Gerechtshof Amsterdam

Datum uitspraak
8 augustus 2003
Publicatiedatum
4 april 2013
Zaaknummer
02/02237
Instantie
Gerechtshof Amsterdam
Type
Uitspraak
Procedures
  • Eerste aanleg - meervoudig
Rechters
  • A. Onnes
  • B. Steenbergen
  • C. van Loon
Vindplaatsen
  • Rechtspraak.nl
AI samenvatting door LexboostAutomatisch gegenereerd

Beroep tegen vastgestelde WOZ-waarde van onroerende zaken in Haarlemmermeer

In deze zaak gaat het om een beroep van X B.V. tegen de uitspraak van de heffingsambtenaar van de gemeente Haarlemmermeer, die de waarden van de onroerende zaken A-straat 1 en B-straat 1 heeft vastgesteld voor het tijdvak van 1 januari 2001 tot en met 31 december 2004. Het beroep is ingediend op 28 maart 2002, na een eerdere uitspraak van de heffingsambtenaar op 27 februari 2002. De belanghebbende betwist de vastgestelde WOZ-waarden, die respectievelijk zijn vastgesteld op ƒ 13.151.000 (€ 5.967.663) en ƒ 3.341.000 (€ 1.516.079). De belanghebbende stelt dat de gezamenlijke waarde van de onroerende zaken ƒ 13.872.000 bedraagt.

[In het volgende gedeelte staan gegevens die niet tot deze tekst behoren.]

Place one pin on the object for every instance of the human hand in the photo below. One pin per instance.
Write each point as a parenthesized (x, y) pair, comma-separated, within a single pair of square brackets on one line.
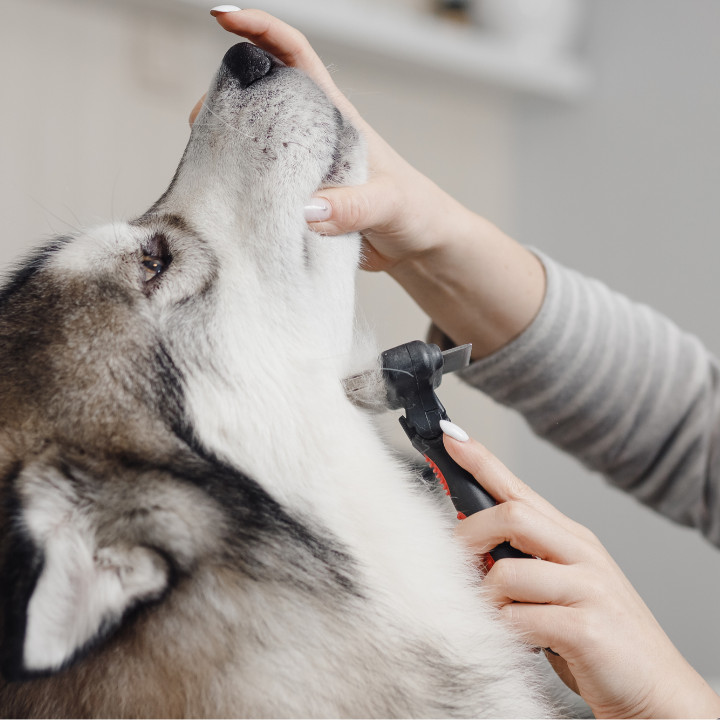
[(575, 600), (397, 209), (476, 283)]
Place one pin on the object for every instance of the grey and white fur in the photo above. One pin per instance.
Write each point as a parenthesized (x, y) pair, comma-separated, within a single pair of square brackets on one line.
[(195, 520)]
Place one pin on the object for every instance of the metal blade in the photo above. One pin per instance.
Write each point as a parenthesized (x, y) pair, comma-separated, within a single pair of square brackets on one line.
[(456, 358)]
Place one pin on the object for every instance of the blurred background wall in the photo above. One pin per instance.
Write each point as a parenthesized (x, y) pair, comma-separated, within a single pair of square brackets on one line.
[(615, 172)]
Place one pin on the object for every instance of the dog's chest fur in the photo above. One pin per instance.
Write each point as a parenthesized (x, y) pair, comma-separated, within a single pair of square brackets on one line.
[(196, 521)]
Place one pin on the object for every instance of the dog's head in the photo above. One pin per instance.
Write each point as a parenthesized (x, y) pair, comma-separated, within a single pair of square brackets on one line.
[(135, 349)]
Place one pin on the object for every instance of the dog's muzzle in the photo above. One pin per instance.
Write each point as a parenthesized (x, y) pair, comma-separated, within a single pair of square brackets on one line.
[(248, 63)]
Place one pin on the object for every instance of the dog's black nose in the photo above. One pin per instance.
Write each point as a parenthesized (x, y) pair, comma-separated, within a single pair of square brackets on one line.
[(247, 63)]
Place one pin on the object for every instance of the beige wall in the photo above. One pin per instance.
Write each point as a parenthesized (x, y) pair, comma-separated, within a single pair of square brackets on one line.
[(95, 99)]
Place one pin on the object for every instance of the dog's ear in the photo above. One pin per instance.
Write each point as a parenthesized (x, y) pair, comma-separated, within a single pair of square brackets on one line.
[(63, 592)]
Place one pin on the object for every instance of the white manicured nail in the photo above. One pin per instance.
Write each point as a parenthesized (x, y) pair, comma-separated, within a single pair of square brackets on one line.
[(454, 431), (317, 210)]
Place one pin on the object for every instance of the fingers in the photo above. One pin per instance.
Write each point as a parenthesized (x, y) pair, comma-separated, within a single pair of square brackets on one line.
[(532, 581), (350, 209), (525, 528), (489, 471), (547, 626)]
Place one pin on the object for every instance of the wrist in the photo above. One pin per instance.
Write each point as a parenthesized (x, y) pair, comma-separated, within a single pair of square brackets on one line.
[(476, 283)]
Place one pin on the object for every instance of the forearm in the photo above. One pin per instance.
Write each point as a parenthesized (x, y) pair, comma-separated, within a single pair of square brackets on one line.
[(621, 388), (476, 283)]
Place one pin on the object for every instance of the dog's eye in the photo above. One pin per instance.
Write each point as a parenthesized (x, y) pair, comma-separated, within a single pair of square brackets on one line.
[(153, 266)]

Tijdens de zitting op 9 mei 2003 heeft het Hof de argumenten van beide partijen gehoord. De heffingsambtenaar heeft een taxatierapport overgelegd, waaruit blijkt dat de waarde van de onroerende zaken is bepaald op basis van de huurwaardekapitalisatiemethode. Het Hof oordeelt dat de taxatie van de heffingsambtenaar deugdelijk is en dat de gehanteerde kapitalisatiefactor van 11,3 voldoende is onderbouwd. De belanghebbende heeft een tegenrapport overgelegd, maar het Hof oordeelt dat dit rapport niet voldoet aan de eisen van de Wet WOZ, omdat het is gebaseerd op een andere waarderingsdatum.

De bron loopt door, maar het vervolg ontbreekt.